Inspired by this perspective, we explore the use of high-level task descriptions to improve the efficiency of migration among multiple machine learning tasks. We focus mainly on the lifelong learning scenario in which multiple tasks are continuously performed and the goal is to quickly learn new tasks through pre-order knowledge. Although we focus on the RL task in this article, our approach can easily be extended to regression and classification problems.

Our algorithm, the Lifelong Learning Task Descriptor (TaDeLL), encodes task descriptors into feature vectors to identify each task and uses these vectors as ancillary information to further train data for independent tasks. This kind of knowledge transfer using task characteristics has also been used by scholars before. In order to compare with their work, our method is to run online for continuous tasks, and our method is more computationally efficient.
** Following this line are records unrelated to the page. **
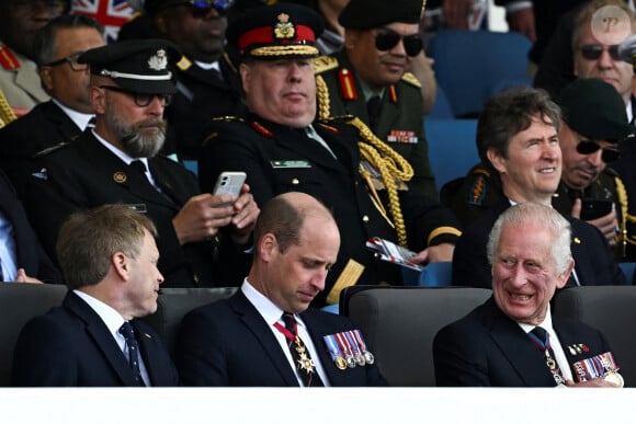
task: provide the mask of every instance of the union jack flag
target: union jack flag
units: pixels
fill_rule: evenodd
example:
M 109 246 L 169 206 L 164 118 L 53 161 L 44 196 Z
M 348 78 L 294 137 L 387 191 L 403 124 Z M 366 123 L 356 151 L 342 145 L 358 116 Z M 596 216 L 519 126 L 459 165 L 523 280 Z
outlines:
M 71 10 L 94 18 L 104 25 L 104 36 L 109 43 L 117 39 L 120 28 L 135 13 L 126 0 L 72 0 Z

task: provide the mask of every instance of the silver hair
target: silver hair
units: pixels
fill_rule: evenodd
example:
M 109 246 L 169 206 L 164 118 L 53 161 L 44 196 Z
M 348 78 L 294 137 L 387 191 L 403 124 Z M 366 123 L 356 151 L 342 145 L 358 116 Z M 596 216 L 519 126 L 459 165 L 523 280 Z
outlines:
M 495 255 L 499 250 L 501 230 L 504 227 L 527 222 L 541 224 L 553 234 L 550 253 L 557 274 L 563 274 L 572 261 L 570 251 L 571 226 L 567 219 L 552 207 L 534 202 L 520 203 L 508 208 L 499 216 L 488 238 L 488 262 L 490 264 L 495 262 Z M 523 234 L 520 234 L 520 237 L 523 237 Z

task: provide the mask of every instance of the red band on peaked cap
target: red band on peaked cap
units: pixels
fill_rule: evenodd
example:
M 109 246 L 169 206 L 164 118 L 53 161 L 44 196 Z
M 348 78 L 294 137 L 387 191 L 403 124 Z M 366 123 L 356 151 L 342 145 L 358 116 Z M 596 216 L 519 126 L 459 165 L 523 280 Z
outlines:
M 296 36 L 294 38 L 275 38 L 272 26 L 261 26 L 241 34 L 238 39 L 239 51 L 242 54 L 252 45 L 287 45 L 303 42 L 316 42 L 314 30 L 307 25 L 295 25 Z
We use coupled dictionary learning to model the relationships between tasks, not only task descriptors but also independent task policies in lifelong learning. Coupling a dictionary to learn to perform such policy descriptors similar tasks should have similar policies, but still allow word dictionary elements to freely and accurately reflect the policies of different tasks. We couple the dictionary to the cross-correlated sparse coding concept connection, provide reasons why the task descriptor can improve performance, and empirically test the theoretical basis for this improvement.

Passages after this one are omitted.